# Atlassian Interview



## ajay.lele83 (Mar 27, 2013)

Does anyone know here about Atlassian Interview Process. I have currently given their screening test and waiting for feedback and i am pretty confident that i did well so wanted to know about next steps. Kindly advise.


----------



## espresso (Nov 2, 2012)

Congrats on getting a foot in the door with Atlassian. I highly recommend glassdoor for interview prep because it allows you to read anonymously submitted interview questions and experiences from former applicants. It certainly helped me when I interviewed! The interview style at large tech companies is somewhat similar, so most likely, you'll get a technical Skype interview next. If you want to stay in the right "interview mindset", books like _Cracking the Code Interview_ or the Hired in Tech website are also great. 

Good luck, 
Monika


----------



## skksundar (Apr 29, 2014)

Espresso,

Thanks very much for these tips! I see this hiredintech site to be astounding idea!!
Great work in sharing this! keep it up!!


----------



## ajay.lele83 (Mar 27, 2013)

Thanks Monika,
My Skype interview is lined up for tommorow. can you kindly advise what can i expect out of this round? Will this be more of technical or cultural.

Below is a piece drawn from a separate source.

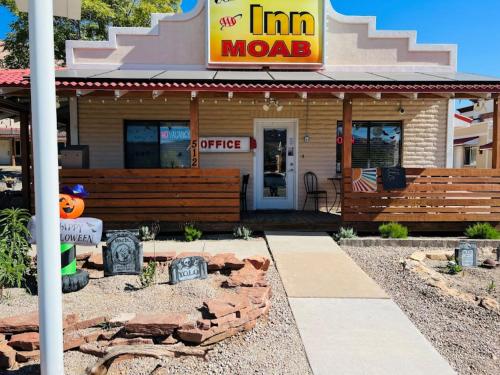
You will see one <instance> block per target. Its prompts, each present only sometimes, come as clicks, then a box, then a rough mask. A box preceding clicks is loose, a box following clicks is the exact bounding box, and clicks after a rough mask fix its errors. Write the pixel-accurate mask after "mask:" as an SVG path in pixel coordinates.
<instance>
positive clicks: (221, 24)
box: [208, 0, 324, 67]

I have got the mail from recruiter about discussion about my exp and reasons to apply.


----------



## espresso (Nov 2, 2012)

Hi ajay,lele83, 

yay, congratulations. Disclaimer: I did not interview with Atlassian, but my partner did. I interviewed with other tech companies. 

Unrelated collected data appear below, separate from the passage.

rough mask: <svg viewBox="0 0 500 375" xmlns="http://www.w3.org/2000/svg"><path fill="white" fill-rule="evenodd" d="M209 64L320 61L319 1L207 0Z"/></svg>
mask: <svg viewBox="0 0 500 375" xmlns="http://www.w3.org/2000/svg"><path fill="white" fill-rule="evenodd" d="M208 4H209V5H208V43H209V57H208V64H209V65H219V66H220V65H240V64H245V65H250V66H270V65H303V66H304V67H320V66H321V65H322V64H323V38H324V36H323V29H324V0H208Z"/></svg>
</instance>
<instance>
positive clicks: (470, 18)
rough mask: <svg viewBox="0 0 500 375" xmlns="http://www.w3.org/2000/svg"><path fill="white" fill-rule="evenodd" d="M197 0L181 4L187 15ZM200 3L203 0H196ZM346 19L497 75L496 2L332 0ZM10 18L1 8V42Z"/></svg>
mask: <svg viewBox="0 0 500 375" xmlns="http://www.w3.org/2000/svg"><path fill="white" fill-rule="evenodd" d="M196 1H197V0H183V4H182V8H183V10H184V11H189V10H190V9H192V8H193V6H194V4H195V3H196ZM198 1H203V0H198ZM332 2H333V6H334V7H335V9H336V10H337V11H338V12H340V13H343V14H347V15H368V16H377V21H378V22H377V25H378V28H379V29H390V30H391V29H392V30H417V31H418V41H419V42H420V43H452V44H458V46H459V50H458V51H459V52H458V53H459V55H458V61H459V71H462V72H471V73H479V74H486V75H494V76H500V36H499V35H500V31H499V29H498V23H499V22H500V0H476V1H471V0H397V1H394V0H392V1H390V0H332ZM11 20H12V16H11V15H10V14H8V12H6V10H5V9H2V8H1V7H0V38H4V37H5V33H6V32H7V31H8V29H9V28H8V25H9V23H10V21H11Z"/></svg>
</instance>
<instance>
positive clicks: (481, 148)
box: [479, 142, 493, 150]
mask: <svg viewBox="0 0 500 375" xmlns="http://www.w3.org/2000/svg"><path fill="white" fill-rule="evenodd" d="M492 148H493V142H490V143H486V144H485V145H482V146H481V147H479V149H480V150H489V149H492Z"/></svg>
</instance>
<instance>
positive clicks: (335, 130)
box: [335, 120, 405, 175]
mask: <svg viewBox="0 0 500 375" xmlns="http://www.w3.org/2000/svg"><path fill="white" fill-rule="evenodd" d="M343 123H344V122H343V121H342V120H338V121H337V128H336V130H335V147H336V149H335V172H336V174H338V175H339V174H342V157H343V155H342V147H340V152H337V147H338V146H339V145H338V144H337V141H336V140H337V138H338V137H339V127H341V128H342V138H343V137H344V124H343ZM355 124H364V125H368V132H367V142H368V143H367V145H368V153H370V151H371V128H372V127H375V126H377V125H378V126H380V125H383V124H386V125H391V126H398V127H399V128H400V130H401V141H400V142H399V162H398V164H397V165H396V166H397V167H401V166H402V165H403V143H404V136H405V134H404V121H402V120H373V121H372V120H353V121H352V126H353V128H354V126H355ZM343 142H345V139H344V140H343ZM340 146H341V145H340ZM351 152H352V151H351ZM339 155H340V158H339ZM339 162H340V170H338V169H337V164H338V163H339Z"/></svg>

That said, my partner got a mix of technical questions and general questions regarding his CV, current development stack and what he wants to do in his next job. He did not make it through that one, unfortunately. If you want more information, refer to the glassdoor interviews for Atlassian. The applicants there also reported a mix of technical/cultural questions.


----------



## prodigy+ (Aug 16, 2013)

Hi Ajay

Are you applying from India or you are already in oz?


----------



## ajay.lele83 (Mar 27, 2013)

Hi,

I am applying from India.


----------



## icedrop9 (Aug 20, 2014)

Hi Ajay,

Can you share what is the preferred dress code for the Atlassian Skype interview? Also how has been the interview process so far?

Regards


----------